The increased power draw brings the systems' 10kW of power consumption up to 12kW and increases performance from 2 petaflops to 2.1 petaflops. That seems like a small performance improvement for a large increase in power consumption. However, the performance gains from running the GPUs at higher frequencies may impact some workloads more than others, so the tests used for performance measurements may not fully quantify the benefit of two extra kilowatts of power consumption.
Cramming 12kW of power consumption into an 8U chassis is quite the feat: The original DGX even uses a 48V power distribution subsystem to reduce the amount of current needed to drive the system. The increased power consumption could lead to excessive thermal output, but Nvidia hasn't commented on whether or not the system will need a beefed-up cooling system to handle the increased power consumption.
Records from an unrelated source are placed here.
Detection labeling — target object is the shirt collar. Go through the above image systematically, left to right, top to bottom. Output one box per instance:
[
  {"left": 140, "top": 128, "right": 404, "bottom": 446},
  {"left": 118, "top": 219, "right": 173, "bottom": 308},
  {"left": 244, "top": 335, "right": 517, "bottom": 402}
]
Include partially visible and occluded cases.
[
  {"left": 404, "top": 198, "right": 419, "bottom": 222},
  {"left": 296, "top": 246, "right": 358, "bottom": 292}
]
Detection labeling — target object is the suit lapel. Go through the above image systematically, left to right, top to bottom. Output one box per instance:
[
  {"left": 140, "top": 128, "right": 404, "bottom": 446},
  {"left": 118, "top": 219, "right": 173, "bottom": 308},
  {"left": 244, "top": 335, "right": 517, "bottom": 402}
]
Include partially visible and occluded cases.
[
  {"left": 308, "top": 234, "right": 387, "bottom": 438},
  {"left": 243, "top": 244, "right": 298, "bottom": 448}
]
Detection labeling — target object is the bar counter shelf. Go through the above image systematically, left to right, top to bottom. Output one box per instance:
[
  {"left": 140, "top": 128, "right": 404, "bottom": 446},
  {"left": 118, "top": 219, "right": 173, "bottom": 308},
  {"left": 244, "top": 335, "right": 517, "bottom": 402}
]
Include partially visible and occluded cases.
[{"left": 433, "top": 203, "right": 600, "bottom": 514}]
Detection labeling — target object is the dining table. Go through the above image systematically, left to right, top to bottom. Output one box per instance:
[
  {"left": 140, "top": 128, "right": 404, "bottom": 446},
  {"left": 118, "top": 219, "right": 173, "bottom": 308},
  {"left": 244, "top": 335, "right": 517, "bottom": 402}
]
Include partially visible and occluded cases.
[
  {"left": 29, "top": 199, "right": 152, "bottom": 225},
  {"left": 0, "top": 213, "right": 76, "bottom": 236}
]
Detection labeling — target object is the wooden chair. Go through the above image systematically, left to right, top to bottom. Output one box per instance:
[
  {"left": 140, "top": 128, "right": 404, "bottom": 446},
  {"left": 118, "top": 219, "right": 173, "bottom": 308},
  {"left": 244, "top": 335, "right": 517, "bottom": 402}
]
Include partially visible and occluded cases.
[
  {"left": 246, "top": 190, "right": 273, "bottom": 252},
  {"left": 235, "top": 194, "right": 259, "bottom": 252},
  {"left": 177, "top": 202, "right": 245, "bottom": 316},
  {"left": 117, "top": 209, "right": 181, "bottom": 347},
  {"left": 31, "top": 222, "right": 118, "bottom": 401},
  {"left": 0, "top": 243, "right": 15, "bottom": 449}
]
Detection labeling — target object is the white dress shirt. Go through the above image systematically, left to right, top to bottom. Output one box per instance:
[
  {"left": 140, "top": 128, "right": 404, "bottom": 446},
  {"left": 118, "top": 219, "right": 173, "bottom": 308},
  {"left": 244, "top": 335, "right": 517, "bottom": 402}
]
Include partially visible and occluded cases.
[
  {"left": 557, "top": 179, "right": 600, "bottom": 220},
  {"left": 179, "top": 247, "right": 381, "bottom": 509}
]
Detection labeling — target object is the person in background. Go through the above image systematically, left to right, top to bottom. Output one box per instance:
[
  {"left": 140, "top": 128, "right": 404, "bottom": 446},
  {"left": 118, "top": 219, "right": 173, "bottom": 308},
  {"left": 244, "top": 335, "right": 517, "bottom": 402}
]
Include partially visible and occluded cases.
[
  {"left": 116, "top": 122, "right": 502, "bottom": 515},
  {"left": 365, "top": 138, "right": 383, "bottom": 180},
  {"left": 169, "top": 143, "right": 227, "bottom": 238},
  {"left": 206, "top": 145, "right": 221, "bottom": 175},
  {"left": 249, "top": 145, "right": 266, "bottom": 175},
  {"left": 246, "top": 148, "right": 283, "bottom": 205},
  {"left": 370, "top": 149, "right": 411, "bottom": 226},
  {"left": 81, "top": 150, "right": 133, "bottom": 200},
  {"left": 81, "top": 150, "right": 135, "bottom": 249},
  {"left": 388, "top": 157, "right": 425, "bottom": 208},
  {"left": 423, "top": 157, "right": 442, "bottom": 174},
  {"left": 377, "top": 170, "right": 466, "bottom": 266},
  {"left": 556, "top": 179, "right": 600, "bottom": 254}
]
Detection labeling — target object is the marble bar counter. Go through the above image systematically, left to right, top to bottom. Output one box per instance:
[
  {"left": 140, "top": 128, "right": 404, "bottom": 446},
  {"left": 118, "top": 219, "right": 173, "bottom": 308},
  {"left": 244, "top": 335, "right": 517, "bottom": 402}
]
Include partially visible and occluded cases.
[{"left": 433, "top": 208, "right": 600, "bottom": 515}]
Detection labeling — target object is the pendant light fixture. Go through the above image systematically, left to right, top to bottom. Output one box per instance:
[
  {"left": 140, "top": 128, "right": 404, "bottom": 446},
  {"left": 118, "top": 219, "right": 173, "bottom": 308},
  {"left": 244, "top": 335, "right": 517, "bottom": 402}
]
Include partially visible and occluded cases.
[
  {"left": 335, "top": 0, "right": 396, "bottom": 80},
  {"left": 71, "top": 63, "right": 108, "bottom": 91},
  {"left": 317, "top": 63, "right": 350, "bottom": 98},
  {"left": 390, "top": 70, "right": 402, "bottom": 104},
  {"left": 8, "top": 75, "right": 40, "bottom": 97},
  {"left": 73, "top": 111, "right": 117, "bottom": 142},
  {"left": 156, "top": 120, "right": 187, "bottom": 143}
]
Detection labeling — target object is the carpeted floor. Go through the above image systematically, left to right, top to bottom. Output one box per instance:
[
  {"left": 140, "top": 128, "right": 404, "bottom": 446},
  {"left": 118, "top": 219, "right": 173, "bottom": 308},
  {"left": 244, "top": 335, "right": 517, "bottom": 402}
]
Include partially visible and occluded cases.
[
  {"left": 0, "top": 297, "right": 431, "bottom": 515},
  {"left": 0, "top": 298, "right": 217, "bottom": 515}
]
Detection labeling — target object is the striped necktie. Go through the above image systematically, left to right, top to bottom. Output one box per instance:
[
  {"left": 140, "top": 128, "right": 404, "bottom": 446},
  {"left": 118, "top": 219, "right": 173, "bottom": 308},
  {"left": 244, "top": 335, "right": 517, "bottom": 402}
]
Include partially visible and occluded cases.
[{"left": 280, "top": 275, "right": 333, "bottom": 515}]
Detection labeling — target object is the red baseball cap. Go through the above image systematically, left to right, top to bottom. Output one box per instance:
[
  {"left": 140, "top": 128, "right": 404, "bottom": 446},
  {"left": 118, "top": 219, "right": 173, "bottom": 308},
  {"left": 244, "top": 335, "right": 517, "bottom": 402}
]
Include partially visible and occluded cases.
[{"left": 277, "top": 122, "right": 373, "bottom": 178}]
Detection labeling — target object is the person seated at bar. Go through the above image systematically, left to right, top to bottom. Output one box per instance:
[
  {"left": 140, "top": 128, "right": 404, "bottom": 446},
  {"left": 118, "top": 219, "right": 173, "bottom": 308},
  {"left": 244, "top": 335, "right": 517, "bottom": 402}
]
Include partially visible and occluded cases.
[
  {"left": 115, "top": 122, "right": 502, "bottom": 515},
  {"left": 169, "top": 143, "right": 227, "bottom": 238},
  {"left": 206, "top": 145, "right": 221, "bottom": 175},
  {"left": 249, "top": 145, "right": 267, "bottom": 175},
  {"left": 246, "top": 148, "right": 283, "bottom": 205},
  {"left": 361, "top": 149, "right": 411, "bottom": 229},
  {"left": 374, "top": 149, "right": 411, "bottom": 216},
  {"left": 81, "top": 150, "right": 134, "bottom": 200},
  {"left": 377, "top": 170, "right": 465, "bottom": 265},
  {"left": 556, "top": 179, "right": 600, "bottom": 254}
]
In either case, Nvidia's choice to push the voltage/frequency curve higher to wring more performance out of its GPUs is one of the few easy steps left to increase performance for the now-mature design. The company already increased HBM2 capacity from 16GB to 32GB earlier this year. Even after the debut of the newer Turing architecture, Nvidia has reiterated several times that the Volta V100 GPUs will continue to be its solution for AI workloads, so this may be a stopgap measure until it introduces a new architecture for machine learning workloads.
The original DGX-2 retails for $400,000, but Nvidia hasn't responded yet to our request for updated pricing for the DGX-2H. But as the saying goes, if you have to ask, you probably can't afford it.